After winning the Carlson Rezidor Hotels and Resorts Asia Pacific Hotel of the Year for 2012 award early this month in China, Radisson Blu Hotel Cebu executive expressed optimism in their property’s growth this year.
Radisson Blu Hotel Cebu general manager Lyle Lewis said the award was partly due to the naturally warm and accommodating people in Cebu and the hotel’s physical infrastructure.
“We competed with 58 other hotel properties in the the group in the Asia Pacific region,” said Lewis last Friday.
He said winning the award proved that the Cebu hotel, which was one month away from turning two years old, was among the best performing hotel properties of the group.
He said it was significant because it takes about five years for a new property to stabilize operations and become profitable.
“The award is a recognition of the past 12 months considering a whole range of criteria set by the group,” said Lewis.

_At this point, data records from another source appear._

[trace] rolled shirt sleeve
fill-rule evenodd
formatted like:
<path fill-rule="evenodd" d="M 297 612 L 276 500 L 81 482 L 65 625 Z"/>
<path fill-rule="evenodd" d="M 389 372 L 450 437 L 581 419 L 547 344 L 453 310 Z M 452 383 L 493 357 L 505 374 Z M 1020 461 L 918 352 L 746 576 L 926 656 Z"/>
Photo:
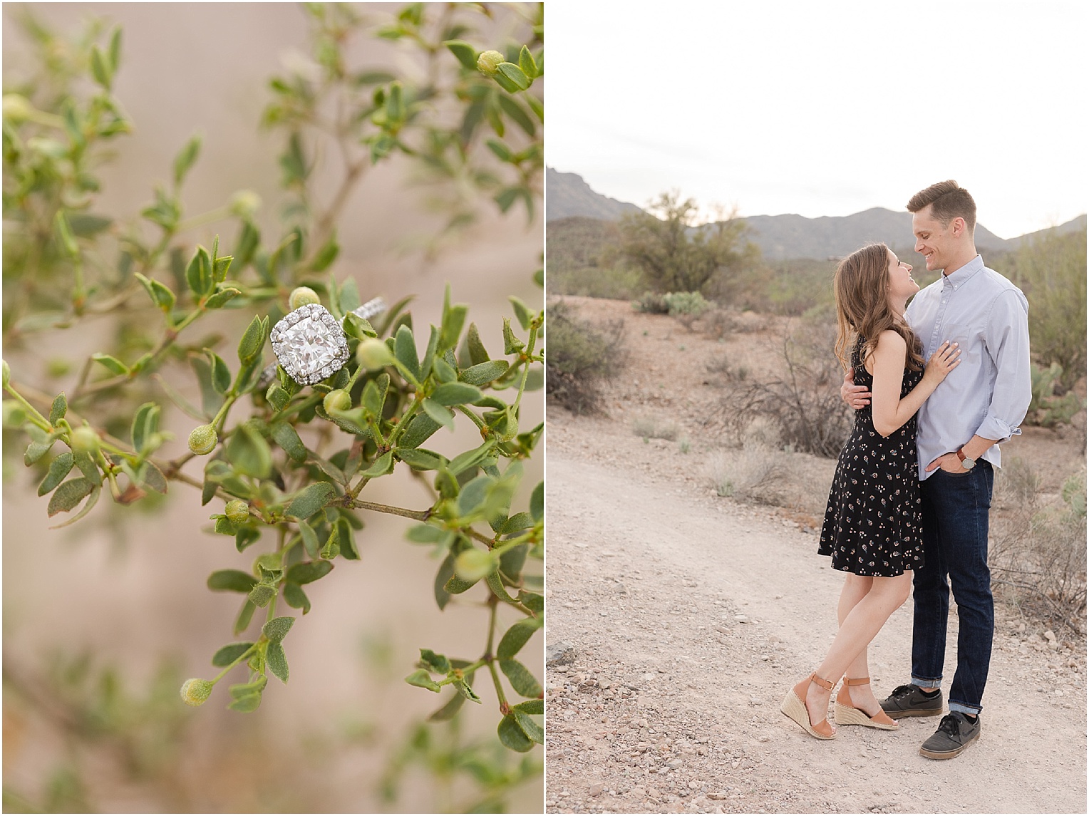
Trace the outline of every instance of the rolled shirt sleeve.
<path fill-rule="evenodd" d="M 1020 434 L 1018 426 L 1032 400 L 1028 301 L 1020 291 L 1010 289 L 994 299 L 983 341 L 995 378 L 991 404 L 976 435 L 1005 442 Z"/>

The criteria includes profitability, customer and employee satisfaction and feedback posted in social media.
The hotel scored very high in all areas like profitability versus budget and customer satisfaction, which was among the highest rates in Southeast Asia, he said.
With the award, Radisson Blu management is aiming to be the top hotel in Cebu in a wide range of markets from leisure to corporate and MICE (meetings, incentives, conventions and exhibitions.
Lewis said physical infrastructure must be matched with the best service which happens only by having the best staff.
“I believe that we are the newest in Cebu. Our meeting facilities are larger which is what the corporate market will be looking for to hold their events,” said Lewis.
He noted that the Cebu market continued to be supply-driven, with more new hotels being established.
“The market has not really grown at the same rate as the number of hotels opening. Our plan is to strengthen further our position over the next couple of years. With the recent recognition, we are ever more positive that we can do it,” said Lewis.
He said that it would be a big help to the industry if there was more access to Cebu from international markets through direct flights.
“We are attracting the North American and Australian markets, but our feeder markets remain majority domestic travelers then followed by Korea and Japan, USA and Europe,” he said.
“We usually get European guests from Singapore and Hong Kong. These markets could further be developed through access like more direct flights.”
Lewis said he was saddened when Qatar Airways stopped their routes in Cebu last year.
He said that the overall success of Cebu’s tourism industry would be defined by how the public and private sectors work together.
“All issues and goals can be well addressed and achieved through a joint-effort by both public and private sectors,” said Lewis.